Fig. 2. (a,b) and (g,h) show an overview and a zoomed image of two representative nuclei investigated by atomic force microscopic (AFM) imaging (both nuclei and AFM cantilever with focused laser spot, blue, are visible). In (b,h), the imaging area is indicated by the overlayed image. (c) shows the topography recorded on the nucleus shown in (a,b). Capsids bound to the nuclear surface are encircled in red. (d) shows the features marked with an ellipse in (c) at higher resolution. The inset in (d) shows the surface profile of herpes simplex virus type 1 capsids on the nucleus surface along the black solid line. The height of one capsid is measured to be ~122 nm. (e,f) are 3D representations of (c,d). (i) shows the surface topography of the second nucleus reported in (g,h). Virus capsids are encircled in red. Arrows in (i) indicate nuclear pore complexes in the nuclear membrane. (j) shows a close-up view of the capsids marked with the ellipse in (i). (k,l) are 3D representations of (i,j).

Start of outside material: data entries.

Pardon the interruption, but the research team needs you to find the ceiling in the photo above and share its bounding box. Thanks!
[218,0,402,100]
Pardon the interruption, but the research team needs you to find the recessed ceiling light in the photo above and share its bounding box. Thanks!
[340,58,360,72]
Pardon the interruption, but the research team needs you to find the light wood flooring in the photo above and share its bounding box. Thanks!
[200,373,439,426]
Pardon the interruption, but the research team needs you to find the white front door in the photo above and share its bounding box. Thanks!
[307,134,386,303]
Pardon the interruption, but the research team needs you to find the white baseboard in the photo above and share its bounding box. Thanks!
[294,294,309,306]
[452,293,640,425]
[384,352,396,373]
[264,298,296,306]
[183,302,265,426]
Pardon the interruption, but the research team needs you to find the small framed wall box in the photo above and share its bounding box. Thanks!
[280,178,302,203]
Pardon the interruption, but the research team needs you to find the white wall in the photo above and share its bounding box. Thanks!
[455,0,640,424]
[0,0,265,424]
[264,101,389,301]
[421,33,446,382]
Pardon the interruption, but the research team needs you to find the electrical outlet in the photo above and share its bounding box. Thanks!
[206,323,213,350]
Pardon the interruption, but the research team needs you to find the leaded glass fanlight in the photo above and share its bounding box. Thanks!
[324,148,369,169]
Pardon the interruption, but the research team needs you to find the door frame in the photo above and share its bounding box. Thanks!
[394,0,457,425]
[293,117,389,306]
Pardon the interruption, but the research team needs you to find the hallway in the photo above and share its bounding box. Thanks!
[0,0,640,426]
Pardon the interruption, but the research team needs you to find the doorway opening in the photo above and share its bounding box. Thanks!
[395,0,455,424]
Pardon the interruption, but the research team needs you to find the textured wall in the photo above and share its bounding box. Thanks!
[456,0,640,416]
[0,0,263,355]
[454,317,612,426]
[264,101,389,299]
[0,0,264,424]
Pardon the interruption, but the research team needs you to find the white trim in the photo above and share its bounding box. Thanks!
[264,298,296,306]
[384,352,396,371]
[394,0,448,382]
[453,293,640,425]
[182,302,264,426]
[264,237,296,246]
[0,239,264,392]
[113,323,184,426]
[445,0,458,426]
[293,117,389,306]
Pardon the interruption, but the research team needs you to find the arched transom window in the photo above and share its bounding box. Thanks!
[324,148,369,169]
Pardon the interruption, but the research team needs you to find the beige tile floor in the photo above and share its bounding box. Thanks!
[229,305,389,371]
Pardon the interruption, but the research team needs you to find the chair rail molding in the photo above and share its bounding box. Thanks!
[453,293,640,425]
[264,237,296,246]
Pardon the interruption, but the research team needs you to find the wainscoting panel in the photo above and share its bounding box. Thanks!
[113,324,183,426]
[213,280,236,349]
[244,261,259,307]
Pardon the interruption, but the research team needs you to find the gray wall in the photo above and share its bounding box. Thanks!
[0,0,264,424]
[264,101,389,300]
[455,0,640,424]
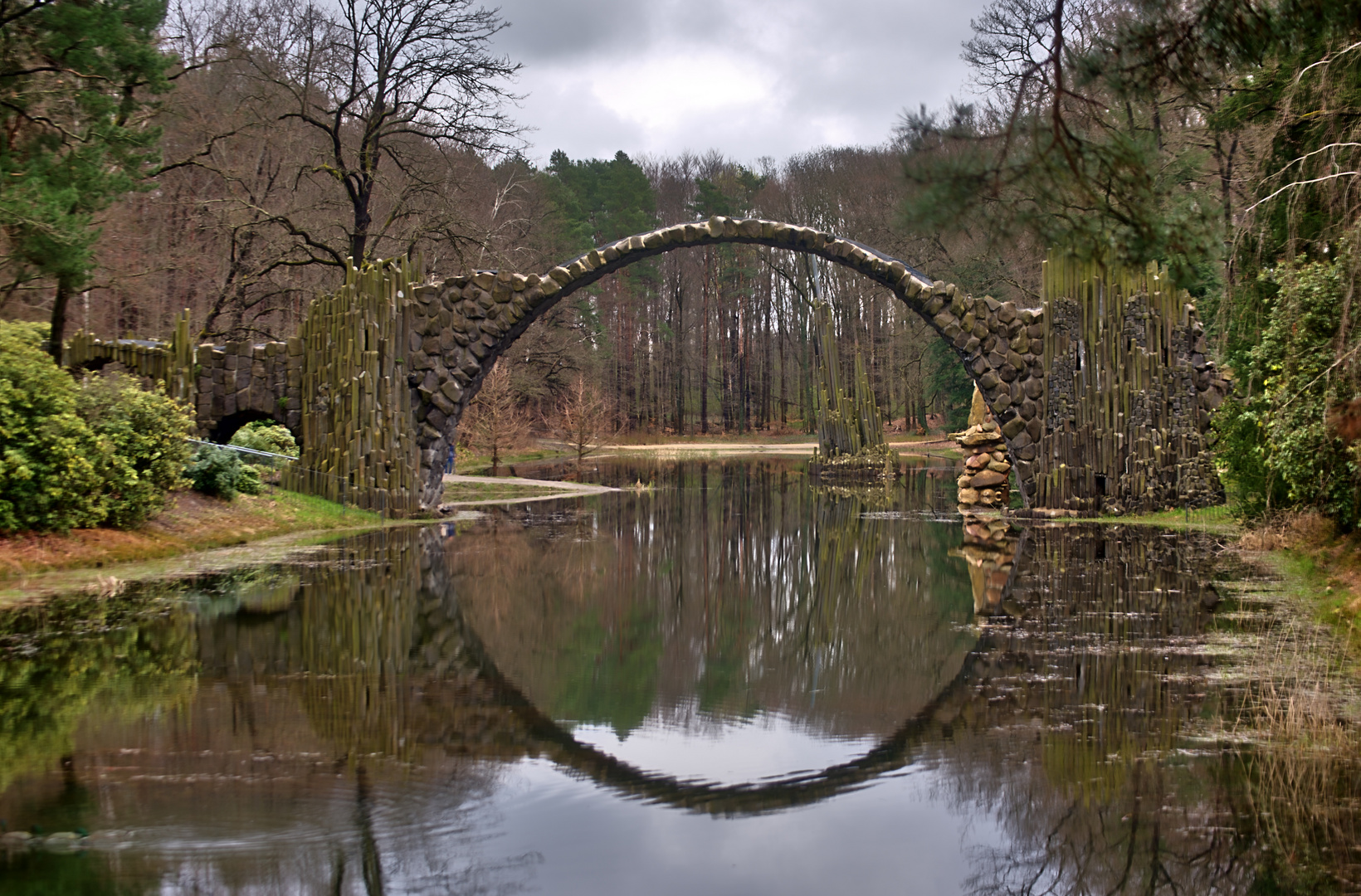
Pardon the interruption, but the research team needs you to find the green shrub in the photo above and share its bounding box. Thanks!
[76,374,193,528]
[0,321,106,533]
[232,420,298,457]
[1230,254,1361,530]
[183,445,261,500]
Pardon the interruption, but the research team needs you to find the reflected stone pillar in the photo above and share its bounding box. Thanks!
[950,517,1021,613]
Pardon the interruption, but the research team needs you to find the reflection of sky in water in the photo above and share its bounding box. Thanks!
[572,713,878,785]
[495,756,999,896]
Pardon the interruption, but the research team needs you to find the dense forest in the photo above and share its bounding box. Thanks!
[0,0,1361,525]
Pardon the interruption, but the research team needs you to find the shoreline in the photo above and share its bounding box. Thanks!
[0,489,404,602]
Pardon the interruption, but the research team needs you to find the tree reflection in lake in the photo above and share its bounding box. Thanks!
[0,460,1361,894]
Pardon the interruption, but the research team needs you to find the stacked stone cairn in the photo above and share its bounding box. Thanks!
[950,387,1017,613]
[951,386,1012,517]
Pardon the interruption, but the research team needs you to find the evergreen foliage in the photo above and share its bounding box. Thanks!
[183,445,263,500]
[0,322,108,533]
[230,420,298,457]
[76,374,193,529]
[0,0,173,353]
[0,322,192,532]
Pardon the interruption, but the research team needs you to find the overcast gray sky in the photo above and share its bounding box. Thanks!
[489,0,985,163]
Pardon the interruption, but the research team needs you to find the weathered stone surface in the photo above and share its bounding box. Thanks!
[970,469,1007,488]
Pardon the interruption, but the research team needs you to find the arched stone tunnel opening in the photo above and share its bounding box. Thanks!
[208,411,302,446]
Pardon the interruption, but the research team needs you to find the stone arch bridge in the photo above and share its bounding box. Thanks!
[66,217,1227,515]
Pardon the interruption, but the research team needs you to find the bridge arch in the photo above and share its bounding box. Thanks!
[408,217,1046,506]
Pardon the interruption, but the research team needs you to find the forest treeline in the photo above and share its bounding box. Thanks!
[7,0,1361,525]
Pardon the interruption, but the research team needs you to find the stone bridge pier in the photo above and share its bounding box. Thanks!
[68,217,1227,514]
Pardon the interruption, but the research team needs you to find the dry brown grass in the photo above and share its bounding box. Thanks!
[0,491,381,579]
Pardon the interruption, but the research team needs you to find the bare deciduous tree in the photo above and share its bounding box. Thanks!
[463,362,529,476]
[558,375,619,472]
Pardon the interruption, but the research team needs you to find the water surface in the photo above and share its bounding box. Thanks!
[0,458,1361,894]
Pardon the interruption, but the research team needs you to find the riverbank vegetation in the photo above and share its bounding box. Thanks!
[0,489,385,579]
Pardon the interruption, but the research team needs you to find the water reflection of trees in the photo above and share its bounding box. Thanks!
[0,586,196,794]
[0,494,1361,894]
[940,526,1357,894]
[451,462,973,734]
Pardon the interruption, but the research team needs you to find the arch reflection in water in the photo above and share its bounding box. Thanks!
[0,464,1361,894]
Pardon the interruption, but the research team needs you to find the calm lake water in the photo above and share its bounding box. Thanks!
[0,460,1361,896]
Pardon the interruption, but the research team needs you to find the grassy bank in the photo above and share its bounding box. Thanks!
[0,491,383,579]
[1090,504,1242,534]
[1238,513,1361,658]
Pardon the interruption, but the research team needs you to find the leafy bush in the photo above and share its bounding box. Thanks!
[76,374,193,528]
[1214,252,1361,530]
[232,420,298,457]
[0,321,108,532]
[183,445,261,500]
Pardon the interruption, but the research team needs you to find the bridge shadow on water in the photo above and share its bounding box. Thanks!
[0,460,1361,894]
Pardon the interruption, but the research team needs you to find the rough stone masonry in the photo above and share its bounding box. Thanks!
[68,217,1227,513]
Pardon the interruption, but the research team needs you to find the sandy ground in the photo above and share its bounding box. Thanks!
[607,439,959,460]
[440,473,619,513]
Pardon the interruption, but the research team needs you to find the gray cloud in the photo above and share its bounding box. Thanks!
[497,0,985,162]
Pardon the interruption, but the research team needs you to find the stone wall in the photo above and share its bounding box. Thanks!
[61,217,1227,513]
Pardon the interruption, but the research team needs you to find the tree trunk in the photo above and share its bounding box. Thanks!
[47,277,75,364]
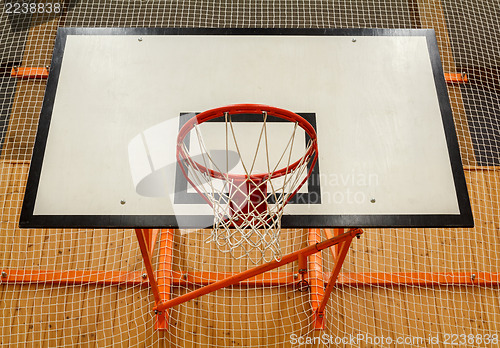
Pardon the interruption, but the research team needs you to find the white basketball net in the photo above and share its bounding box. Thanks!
[177,112,315,263]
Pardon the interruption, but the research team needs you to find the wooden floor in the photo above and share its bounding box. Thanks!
[0,161,500,347]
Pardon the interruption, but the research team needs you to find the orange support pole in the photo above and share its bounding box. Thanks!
[153,229,361,311]
[155,229,174,330]
[444,73,469,83]
[316,230,363,327]
[323,228,344,259]
[135,228,161,303]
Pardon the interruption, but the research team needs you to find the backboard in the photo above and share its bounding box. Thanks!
[20,28,473,228]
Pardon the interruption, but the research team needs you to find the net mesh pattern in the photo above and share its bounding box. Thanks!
[0,0,500,347]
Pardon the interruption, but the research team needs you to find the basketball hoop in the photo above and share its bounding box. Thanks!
[177,104,318,263]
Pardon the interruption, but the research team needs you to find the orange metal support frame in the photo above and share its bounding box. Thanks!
[10,67,49,79]
[10,67,469,83]
[0,229,500,330]
[153,229,363,312]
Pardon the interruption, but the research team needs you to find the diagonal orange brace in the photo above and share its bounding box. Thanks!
[314,229,363,329]
[153,229,360,311]
[10,67,49,79]
[308,228,324,324]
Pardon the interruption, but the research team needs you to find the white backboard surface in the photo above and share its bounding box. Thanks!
[20,28,472,228]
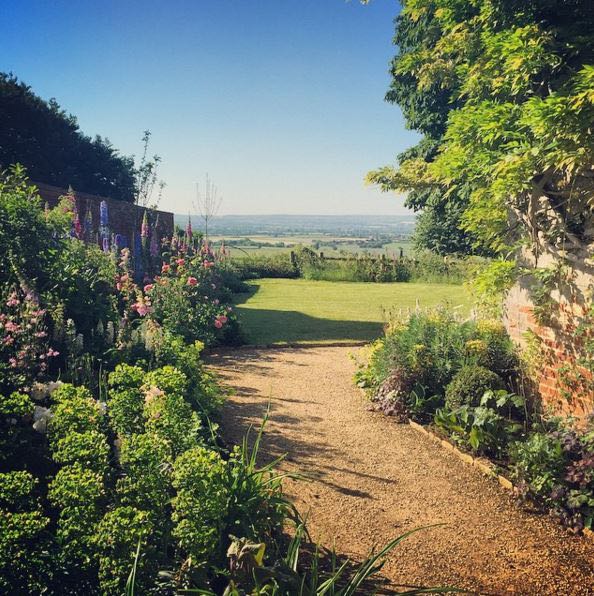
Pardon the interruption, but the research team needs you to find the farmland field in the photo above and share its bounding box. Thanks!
[211,236,413,259]
[236,279,470,345]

Note: The colour scales correspond to 500 (c), 300 (d) and 250 nm (i,j).

Fig. 3. (a) A representative 10 × 10 force volume map for an unfixed nucleus with attached C-capsids (corresponding to 100 force–distance curves) acquired over a 200 nm × 200 nm area at the centre of each nucleus. (b) shows representative force–distance (Fz) curve, comprising each force volume map, for nucleus indentation with herpes simplex virus type 1 C-capsids attached (solid blue line). The red line shows Fz curve for atomic force microscopy (AFM)-tip retraction. The black dashed line shows a fit using the Hertz mechanics model for Young’s modulus determination. (c) Young’s moduli for 100 force–distance curves in each force volume map were repeatedly collected for several nuclei as well as for several areas on the same nucleus. All moduli values were collectively plotted in a histogram for nuclei with attached C-capsids. The Gaussian fit to the data in the histograms yields the average value and the standard error.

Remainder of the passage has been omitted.